Whenever it is possible, the researcher should use continuous variables because with it, an effect
8. may be noticed earlier with few animals (Johnson and Besselsen, 2002; Festing and Altman, 2003;
Shaw et al., 2002).
The choice of experimental units in swine experiments
Experiments can be conducted on individual pigs, meaning measurements are made on each
individual randomly assigned to the treatments (Festing and Altman, 2002). Each pig has unique
housing and microclimate conditions and represents one degree of freedom in the analysis of
variance. Housing pigs individually in production settings is rare, so using observations on
individuals is not always appropriate. For instance, the heat production (metabolic rate) of
individually and colony-housed pigs may be different due to huddling, particularly under cool or
cold conditions. Thus, housing pigs individually has the potential to compromise the application
of results to field conditions where the pigs are raised together in a house.
Replication
Replication according to Aaron and Hays (2004) refers to the assignment of more than one
experimental unit to the same treatment. Each replication is said to be an independent observation;
thus, each replication involves a different experimental unit. Correct definition of the experimental
unit determines the entity to be replicated. To cite an example with an experiment conducted by a
researcher to compare effects of four different diets on the performance of growing-finishing pigs.
Four pens of the same size are available and each will house eight pigs of the desired age and
weight. The researcher randomly assigns eight pigs to each pen and then randomly assigns diets
to pens. The researcher believes “pig” is the experimental unit and that there are eight replications.
However, because diets were assigned to pens, and all pigs in the same pen receive the same diet,
9. “pen” constitutes the experimental unit. As a result, the experiment has no replication, and further
assumptions are needed before valid conclusions can be drawn (Aaron and Hays, 2004).
Replication versus repeated measures
It is of utmost importance to make a distinction between a repeated measure and a replication. If a
treatment is assigned at random to a particular entity or experimental unit of the same moment and
location, then this is a genuine replication. However, if the same animal is measured several times,
either at different locations or at different moments in time and a treatment is assigned to the animal
as a whole, then these measurements are repeated measures and not replications.
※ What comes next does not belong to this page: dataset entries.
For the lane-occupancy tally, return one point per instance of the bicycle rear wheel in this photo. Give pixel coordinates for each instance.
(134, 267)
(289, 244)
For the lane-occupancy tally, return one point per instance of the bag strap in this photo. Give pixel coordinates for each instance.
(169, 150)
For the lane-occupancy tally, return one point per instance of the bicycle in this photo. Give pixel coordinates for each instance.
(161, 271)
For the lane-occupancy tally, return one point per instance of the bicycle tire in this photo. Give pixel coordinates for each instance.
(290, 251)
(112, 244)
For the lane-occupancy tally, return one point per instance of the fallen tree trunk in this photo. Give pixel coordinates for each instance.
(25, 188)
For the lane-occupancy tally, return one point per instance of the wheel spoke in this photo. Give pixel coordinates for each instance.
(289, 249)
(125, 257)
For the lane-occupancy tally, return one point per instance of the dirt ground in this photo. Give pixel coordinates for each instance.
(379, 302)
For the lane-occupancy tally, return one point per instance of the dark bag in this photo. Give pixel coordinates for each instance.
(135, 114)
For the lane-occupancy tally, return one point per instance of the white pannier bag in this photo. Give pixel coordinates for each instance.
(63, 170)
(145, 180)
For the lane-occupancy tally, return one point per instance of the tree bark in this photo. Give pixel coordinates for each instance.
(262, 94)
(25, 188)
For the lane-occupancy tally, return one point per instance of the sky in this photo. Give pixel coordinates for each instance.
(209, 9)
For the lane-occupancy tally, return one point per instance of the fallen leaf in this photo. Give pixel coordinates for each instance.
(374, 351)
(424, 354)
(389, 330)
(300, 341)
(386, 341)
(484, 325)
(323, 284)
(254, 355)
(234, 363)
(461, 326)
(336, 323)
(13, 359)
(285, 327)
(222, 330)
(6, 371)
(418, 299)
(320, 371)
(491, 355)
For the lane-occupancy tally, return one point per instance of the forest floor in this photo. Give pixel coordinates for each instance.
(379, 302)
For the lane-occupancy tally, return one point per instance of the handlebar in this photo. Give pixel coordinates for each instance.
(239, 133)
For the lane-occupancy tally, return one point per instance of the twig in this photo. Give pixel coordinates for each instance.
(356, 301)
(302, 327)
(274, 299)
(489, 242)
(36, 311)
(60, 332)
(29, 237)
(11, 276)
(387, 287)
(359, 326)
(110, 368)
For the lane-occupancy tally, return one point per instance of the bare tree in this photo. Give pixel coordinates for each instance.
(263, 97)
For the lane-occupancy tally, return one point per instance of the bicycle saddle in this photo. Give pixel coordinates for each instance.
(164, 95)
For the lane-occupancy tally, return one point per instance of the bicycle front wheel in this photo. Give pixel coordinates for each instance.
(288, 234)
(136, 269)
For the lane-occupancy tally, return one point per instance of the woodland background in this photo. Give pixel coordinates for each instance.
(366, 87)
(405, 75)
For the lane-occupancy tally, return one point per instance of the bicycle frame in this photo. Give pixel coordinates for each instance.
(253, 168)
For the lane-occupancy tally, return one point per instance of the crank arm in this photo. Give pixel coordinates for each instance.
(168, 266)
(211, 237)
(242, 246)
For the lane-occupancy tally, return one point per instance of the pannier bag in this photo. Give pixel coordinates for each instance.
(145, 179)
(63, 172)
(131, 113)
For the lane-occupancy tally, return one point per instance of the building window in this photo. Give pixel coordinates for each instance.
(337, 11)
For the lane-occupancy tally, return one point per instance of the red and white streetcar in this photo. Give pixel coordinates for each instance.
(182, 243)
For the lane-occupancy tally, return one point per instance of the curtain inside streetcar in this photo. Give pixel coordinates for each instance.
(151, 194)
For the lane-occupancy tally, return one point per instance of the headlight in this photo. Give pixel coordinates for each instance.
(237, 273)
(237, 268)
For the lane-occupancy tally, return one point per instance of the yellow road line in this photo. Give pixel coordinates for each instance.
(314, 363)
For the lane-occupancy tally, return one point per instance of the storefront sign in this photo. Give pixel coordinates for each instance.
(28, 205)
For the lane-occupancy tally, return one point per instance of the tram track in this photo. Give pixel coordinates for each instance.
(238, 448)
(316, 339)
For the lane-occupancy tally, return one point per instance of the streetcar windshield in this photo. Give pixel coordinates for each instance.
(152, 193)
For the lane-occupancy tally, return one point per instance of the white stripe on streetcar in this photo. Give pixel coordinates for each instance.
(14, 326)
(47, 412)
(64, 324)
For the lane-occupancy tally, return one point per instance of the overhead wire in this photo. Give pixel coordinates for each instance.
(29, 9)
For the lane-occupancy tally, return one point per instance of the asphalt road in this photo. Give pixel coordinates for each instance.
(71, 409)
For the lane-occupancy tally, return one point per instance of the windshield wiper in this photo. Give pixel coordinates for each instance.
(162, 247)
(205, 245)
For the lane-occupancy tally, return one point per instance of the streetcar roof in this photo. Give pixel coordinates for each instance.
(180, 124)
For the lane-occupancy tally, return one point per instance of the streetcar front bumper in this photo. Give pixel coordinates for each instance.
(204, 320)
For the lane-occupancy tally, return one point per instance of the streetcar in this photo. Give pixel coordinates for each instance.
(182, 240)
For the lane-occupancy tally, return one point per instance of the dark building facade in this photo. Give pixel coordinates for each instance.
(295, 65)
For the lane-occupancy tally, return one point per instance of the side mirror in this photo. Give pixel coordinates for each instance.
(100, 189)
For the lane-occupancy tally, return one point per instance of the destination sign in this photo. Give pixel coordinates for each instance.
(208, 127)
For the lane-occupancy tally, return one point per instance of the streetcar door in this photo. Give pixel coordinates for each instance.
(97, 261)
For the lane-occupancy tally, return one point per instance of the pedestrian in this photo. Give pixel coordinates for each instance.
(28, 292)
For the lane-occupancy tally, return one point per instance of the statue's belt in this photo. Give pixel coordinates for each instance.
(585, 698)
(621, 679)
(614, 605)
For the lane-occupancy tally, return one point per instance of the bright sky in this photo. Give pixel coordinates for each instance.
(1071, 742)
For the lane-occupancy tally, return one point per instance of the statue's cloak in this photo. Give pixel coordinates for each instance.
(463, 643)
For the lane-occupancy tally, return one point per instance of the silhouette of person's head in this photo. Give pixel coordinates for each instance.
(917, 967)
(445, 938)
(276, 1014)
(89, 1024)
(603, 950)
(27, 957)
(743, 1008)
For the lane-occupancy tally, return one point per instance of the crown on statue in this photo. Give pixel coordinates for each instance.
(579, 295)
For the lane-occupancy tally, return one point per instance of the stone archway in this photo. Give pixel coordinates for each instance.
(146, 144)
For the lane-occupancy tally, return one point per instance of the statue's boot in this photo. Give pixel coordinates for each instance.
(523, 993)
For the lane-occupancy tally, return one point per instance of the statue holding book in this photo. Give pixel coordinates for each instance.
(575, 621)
The repeated
measures allow us to make a more precise assessment of the response of the particular animal but
does not give us any additional information on the variability between animals against which we
have to test the treatment effect. Thus, the statistical analysis should be based on genuine
replications and not on repeated measures as the concept of repeated measure versus replication is
very important to perform a correct statistical analysis (Duchateau, 2009).
Experimental/statistical power in swine experimentation
Most researchers are primarily concerned with Type I error (α), the probability that they will
declare a significant difference when none really exists (reject the null hypothesis when it is true).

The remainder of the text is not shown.